4. Burocracia institucional
A dificuldade em cumprir exigências legais e manter estruturas contábeis compatíveis com os requisitos de editais públicos dificulta o acesso a fontes de financiamento, mesmo quando há disposição institucional para apoiar tais causas.
5. Impacto da Falta de Recursos na Proteção dos Consumidores e Titulares de Dados
A ausência de financiamento adequado resulta em:
- Redução da capacidade de resposta a demandas da população;
- Inexistência de canais eficazes de denúncia e orientação sobre dados pessoais;
- Ausência de estudos e monitoramento sobre violações massivas de dados;
- Vulnerabilidade da população diante de abusos tecnológicos, como marketing invasivo, uso discriminatório de algoritmos, vazamentos de informações sensíveis e falta de transparência em políticas de privacidade.
Sem essas instituições, muitos consumidores e titulares de dados não têm condições de enfrentar juridicamente grandes corporações ou exigir responsabilização digital.
Caminhos para o Fortalecimento Institucional
Para que as instituições de defesa do consumidor e dos titulares de dados possam cumprir sua missão, é necessário:
- Incluir a proteção de dados em políticas de defesa do consumidor, com financiamento público específico e de acesso mais facilitado.
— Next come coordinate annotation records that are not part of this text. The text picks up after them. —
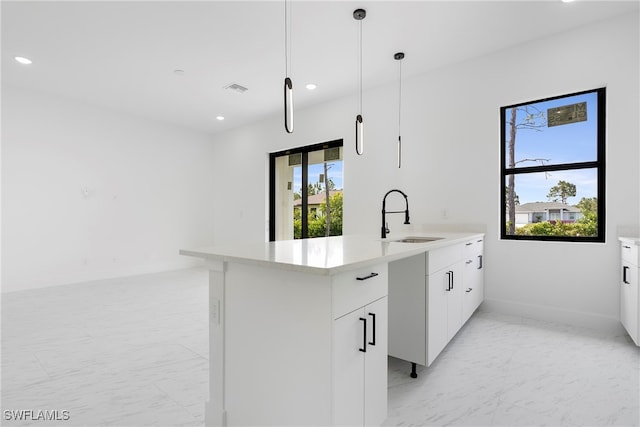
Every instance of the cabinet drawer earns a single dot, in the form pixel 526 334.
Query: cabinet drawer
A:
pixel 629 252
pixel 357 288
pixel 440 258
pixel 473 248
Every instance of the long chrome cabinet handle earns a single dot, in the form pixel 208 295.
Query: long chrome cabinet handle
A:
pixel 367 277
pixel 624 275
pixel 364 340
pixel 374 329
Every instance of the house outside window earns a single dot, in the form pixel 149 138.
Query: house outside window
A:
pixel 553 168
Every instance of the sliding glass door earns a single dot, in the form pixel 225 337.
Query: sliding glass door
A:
pixel 306 192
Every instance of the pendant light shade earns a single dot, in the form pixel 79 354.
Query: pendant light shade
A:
pixel 359 15
pixel 359 135
pixel 399 57
pixel 288 105
pixel 288 83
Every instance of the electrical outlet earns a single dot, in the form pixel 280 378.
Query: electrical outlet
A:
pixel 214 311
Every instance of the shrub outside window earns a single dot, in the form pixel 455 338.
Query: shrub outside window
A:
pixel 553 168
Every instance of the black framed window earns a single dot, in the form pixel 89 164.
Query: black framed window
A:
pixel 552 182
pixel 305 191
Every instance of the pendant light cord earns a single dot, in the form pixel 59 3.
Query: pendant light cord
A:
pixel 400 100
pixel 287 38
pixel 360 68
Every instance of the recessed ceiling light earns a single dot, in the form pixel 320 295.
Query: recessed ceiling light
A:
pixel 23 60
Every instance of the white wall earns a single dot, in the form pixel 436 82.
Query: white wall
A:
pixel 451 162
pixel 150 192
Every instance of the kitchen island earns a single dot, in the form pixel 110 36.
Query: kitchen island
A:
pixel 298 329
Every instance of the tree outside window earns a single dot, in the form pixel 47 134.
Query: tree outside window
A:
pixel 553 168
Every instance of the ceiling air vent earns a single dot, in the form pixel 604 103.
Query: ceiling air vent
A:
pixel 236 87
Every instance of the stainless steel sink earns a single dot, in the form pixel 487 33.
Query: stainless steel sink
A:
pixel 418 239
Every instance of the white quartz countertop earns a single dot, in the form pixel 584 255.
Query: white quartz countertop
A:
pixel 632 240
pixel 327 255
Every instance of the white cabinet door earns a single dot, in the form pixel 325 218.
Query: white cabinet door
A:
pixel 437 317
pixel 454 301
pixel 348 369
pixel 629 300
pixel 360 366
pixel 407 309
pixel 375 378
pixel 473 278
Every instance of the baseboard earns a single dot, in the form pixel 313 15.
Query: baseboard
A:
pixel 554 314
pixel 96 275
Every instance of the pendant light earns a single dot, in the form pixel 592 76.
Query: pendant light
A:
pixel 359 15
pixel 399 57
pixel 288 83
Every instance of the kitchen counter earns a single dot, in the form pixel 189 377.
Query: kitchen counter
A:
pixel 298 330
pixel 632 240
pixel 327 255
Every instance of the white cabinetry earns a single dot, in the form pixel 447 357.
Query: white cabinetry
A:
pixel 292 345
pixel 428 299
pixel 473 277
pixel 428 302
pixel 360 366
pixel 444 298
pixel 629 296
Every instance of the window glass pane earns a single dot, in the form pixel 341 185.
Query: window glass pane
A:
pixel 558 131
pixel 559 203
pixel 324 195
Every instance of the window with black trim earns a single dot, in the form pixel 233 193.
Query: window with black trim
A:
pixel 552 183
pixel 305 192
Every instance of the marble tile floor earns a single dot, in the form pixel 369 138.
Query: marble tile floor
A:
pixel 134 352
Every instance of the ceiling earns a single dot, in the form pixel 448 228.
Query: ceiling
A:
pixel 123 55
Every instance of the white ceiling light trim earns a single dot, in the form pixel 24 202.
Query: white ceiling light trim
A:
pixel 23 60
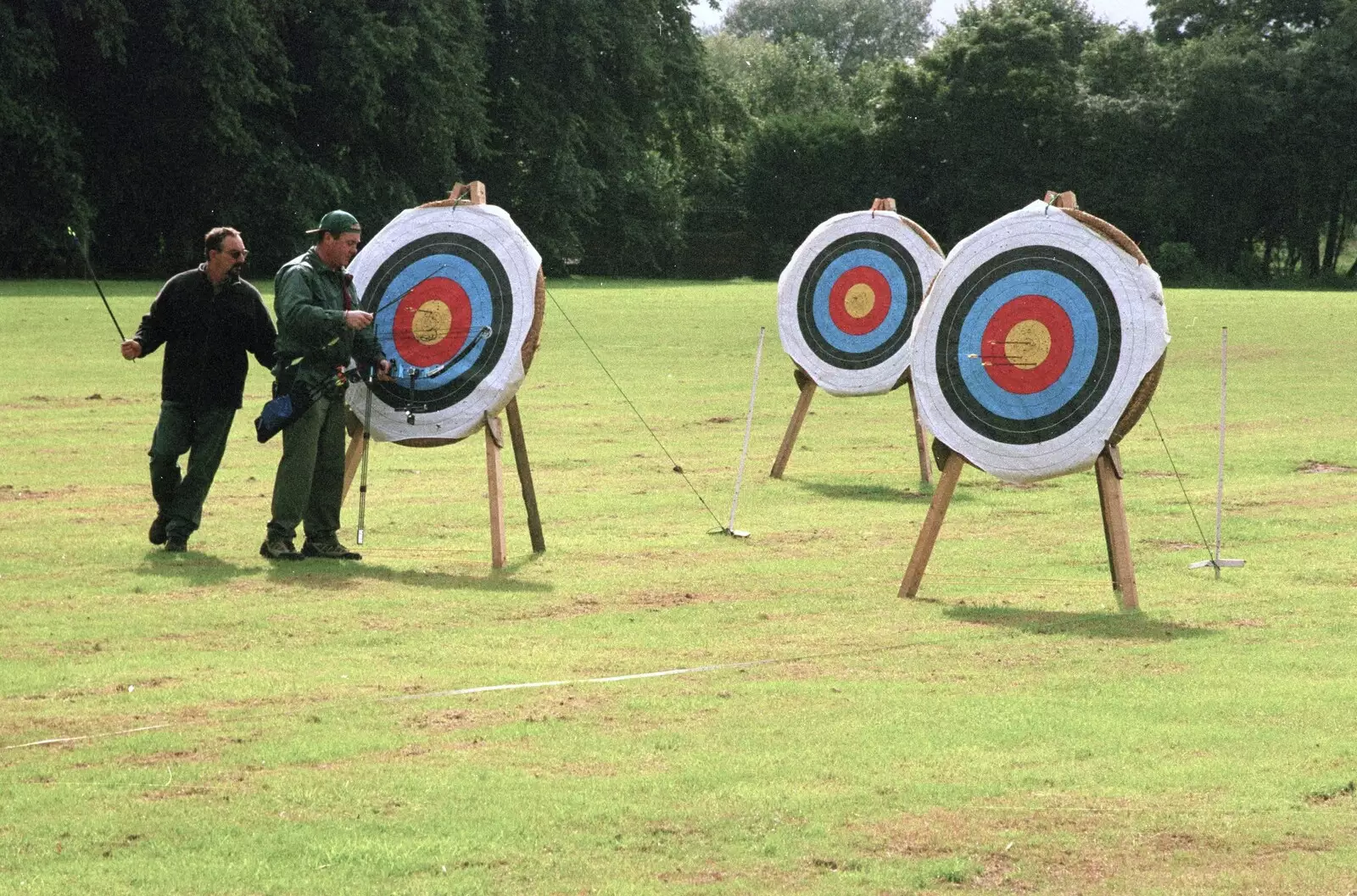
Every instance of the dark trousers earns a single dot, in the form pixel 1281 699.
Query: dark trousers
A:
pixel 309 488
pixel 201 432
- Criar incentivos legais e fiscais para empresas que apoiem instituições do setor com cláusulas de governança e independência.
- Estabelecer parcerias técnicas com universidades, centros de pesquisa e grandes empresas para suprir lacunas de conhecimento.
- Ampliar a atuação em redes, fortalecendo a articulação com defensorias públicas, ministérios públicos, Autoridade Nacional de Proteção de Dados (ANPD) e a Secretaria Nacional do Consumidor (SENACON).
Considerações Finais
As instituições sem fins lucrativos de defesa do consumidor e dos titulares de dados desempenham um papel fundamental em garantir que os direitos previstos em lei sejam, de fato, assegurados na prática. A atuação dessas organizações vai além da orientação individual, promovendo mudanças estruturais, conscientização coletiva, fiscalização social e educação para um consumo responsável e consciente. Contudo, sem financiamento adequado, seu impacto é severamente limitado.
O Estado, a iniciativa privada e a sociedade civil devem reconhecer e apoiar essas entidades como pilares essenciais da democracia, da equidade e da proteção digital dos cidadãos. Por todos os fatos aqui descritos, é hora de mudar a ótica e o reconhecimento dessas importantes organizações para que elas continuem existindo e servindo à população.
Referências :
- BRASIL. Lei nº 8.078/1990 – Código de Defesa do Consumidor.
- BRASIL. Lei nº 13.709/2018 – Lei Geral de Proteção de Dados Pessoais (LGPD).
- DONEDA, D. Da privacidade à proteção de dados pessoais. Rio de Janeiro: Renovar, 2006.
- INSTITUTO BRASILEIRO DE DEFESA DO CONSUMIDOR. Relatório de Atividades 2022.
- CUNHA, M. P. et al. Governança de dados no Brasil: desafios e oportunidades. Revista de Políticas Públicas Digitais, v. 7, n. 2, 2023.